It’s been said that when you make plans, God laughs. I think this is true and in my case, God continues to have His fair share of laughs at my expense. I remember believing that I would be married with four children by the time I was twenty-five. I dreamed of having a big family and most of all, my dreams consisted of watching the connection I hoped my children would have for one another.
When we had our first son, I can tell you I wasn’t thinking about having another right away. When my daughter came, I was in the stage of grieving the realization that one child was merely an accessory similar to a pocket-book and trying to figure out how the hell I could successfully manage two children under the age of two. Their ages didn’t permit the connection I had dreamed they would have with one another quite yet.
By the time Benny came along, something changed. Who am I kidding? A lot changed. Some of it good and some of it challenging. One change that seemed more obvious and consistent than others was that our children were identifying with one another more. Isaiah and Autumn were becoming buddies and their affection for their younger brother was incessant. It’s as if Benny’s arrival shifted the paradigm of our family, but mostly their connection as siblings.
Autumn instantly proclaimed her younger brother as hers the minute she laid eyes on him. Isaiah grew an adoration for all of the ways in which Benny would take new shape, pass new milestones and become familiar with who he was as his big brother. All of a sudden, I got to watch. I would sit back and just watch their interactions with one another. I like to say I can put my feelings into words, but there are moments when words just aren’t enough. There aren’t any to describe what I get to witness between them and I believe there aren’t words to express what is happening between them either.
I love how Isaiah and Autumn get sad when one is left behind. I love how they cry if one has to stay home from school because the other is sick. I love how they say “I miss Benny Mommy,” when he’s not with us. I love how they fight to hold their younger brother and I love how they think it’s silly when they have sleepovers.

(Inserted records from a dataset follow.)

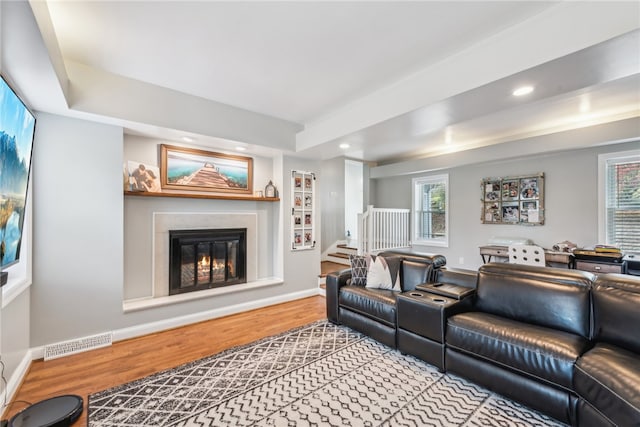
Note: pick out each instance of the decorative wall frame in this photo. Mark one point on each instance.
(516, 200)
(303, 228)
(200, 170)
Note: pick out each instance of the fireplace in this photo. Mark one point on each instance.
(205, 259)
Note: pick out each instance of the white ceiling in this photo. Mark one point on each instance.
(309, 62)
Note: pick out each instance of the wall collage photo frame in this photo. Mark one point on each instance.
(302, 210)
(513, 200)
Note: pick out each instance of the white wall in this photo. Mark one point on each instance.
(332, 198)
(77, 257)
(570, 201)
(353, 195)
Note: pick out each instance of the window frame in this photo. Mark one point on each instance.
(416, 185)
(603, 161)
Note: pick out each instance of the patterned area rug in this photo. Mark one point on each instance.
(316, 375)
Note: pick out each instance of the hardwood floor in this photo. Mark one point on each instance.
(125, 361)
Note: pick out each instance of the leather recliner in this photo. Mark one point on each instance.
(373, 311)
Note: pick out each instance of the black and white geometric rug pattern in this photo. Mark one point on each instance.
(316, 375)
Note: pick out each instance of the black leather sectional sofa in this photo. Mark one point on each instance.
(564, 342)
(373, 311)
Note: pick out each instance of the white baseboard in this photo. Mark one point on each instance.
(18, 375)
(174, 322)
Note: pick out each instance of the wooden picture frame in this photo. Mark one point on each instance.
(191, 169)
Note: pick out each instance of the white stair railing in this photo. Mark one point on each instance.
(383, 229)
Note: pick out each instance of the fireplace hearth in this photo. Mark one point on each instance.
(205, 259)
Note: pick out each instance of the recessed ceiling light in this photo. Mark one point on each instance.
(523, 90)
(448, 135)
(585, 104)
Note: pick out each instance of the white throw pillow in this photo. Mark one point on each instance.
(379, 275)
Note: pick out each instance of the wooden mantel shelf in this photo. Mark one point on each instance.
(201, 196)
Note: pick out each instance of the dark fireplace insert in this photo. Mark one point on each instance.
(204, 259)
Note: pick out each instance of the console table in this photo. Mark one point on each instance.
(551, 257)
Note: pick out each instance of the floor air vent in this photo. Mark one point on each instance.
(67, 348)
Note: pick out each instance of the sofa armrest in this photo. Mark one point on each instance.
(335, 281)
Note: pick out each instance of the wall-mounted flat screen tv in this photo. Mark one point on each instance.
(17, 127)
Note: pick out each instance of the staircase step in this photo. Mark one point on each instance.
(347, 247)
(339, 255)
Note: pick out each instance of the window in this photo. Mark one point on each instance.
(619, 200)
(430, 210)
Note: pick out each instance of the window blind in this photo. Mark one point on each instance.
(622, 198)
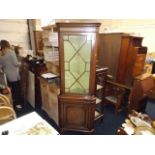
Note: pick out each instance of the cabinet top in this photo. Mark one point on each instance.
(78, 27)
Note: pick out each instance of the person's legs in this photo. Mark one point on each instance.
(16, 93)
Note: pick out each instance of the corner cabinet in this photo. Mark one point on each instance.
(78, 49)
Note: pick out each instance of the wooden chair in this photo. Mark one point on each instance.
(115, 94)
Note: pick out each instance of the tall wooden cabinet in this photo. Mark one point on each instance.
(78, 49)
(123, 54)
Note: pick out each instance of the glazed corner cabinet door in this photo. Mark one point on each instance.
(78, 49)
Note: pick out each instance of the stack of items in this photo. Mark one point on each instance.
(51, 53)
(7, 112)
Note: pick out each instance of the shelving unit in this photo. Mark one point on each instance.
(51, 48)
(101, 74)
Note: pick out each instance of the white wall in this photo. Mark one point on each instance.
(15, 31)
(144, 28)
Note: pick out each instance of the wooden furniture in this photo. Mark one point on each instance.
(78, 49)
(51, 48)
(116, 94)
(38, 42)
(137, 124)
(101, 76)
(50, 90)
(141, 87)
(123, 54)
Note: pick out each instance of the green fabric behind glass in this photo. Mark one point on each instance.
(77, 54)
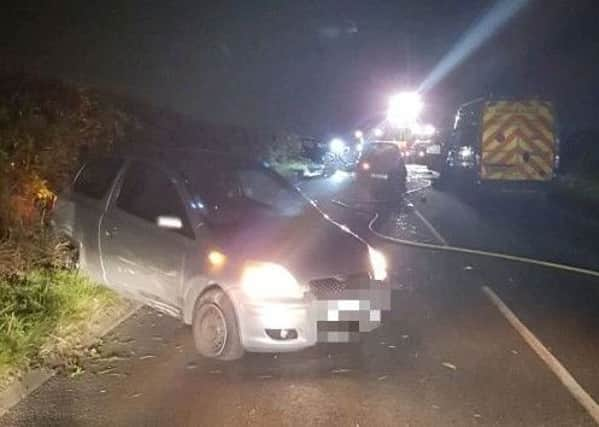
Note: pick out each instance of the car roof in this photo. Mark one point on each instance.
(179, 158)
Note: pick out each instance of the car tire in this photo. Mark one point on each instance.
(214, 327)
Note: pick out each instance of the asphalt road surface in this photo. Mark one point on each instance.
(445, 355)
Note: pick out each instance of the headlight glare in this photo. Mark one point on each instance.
(265, 280)
(378, 262)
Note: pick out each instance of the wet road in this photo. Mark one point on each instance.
(445, 354)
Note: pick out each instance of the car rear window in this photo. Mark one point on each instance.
(96, 177)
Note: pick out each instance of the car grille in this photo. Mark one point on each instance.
(337, 284)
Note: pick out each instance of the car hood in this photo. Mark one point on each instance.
(310, 246)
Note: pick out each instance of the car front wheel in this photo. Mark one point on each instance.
(214, 326)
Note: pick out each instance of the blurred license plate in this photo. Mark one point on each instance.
(379, 175)
(433, 149)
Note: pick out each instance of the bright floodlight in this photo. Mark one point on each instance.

Nothing about their existence was in the order of which I envisioned it all those years ago, but they remind me on a daily basis that they were waiting to arrive at the moment God intended. They were always a part of His plan. Just as I believe they were destined to fulfill my dream, I believe they were destined to fulfill their own as siblings . I love watching them and while I recognize their affection, adoration and contentment will inevitably shift through the years, I will relish in the invitation to watch my dream come to life through their relationship with each other.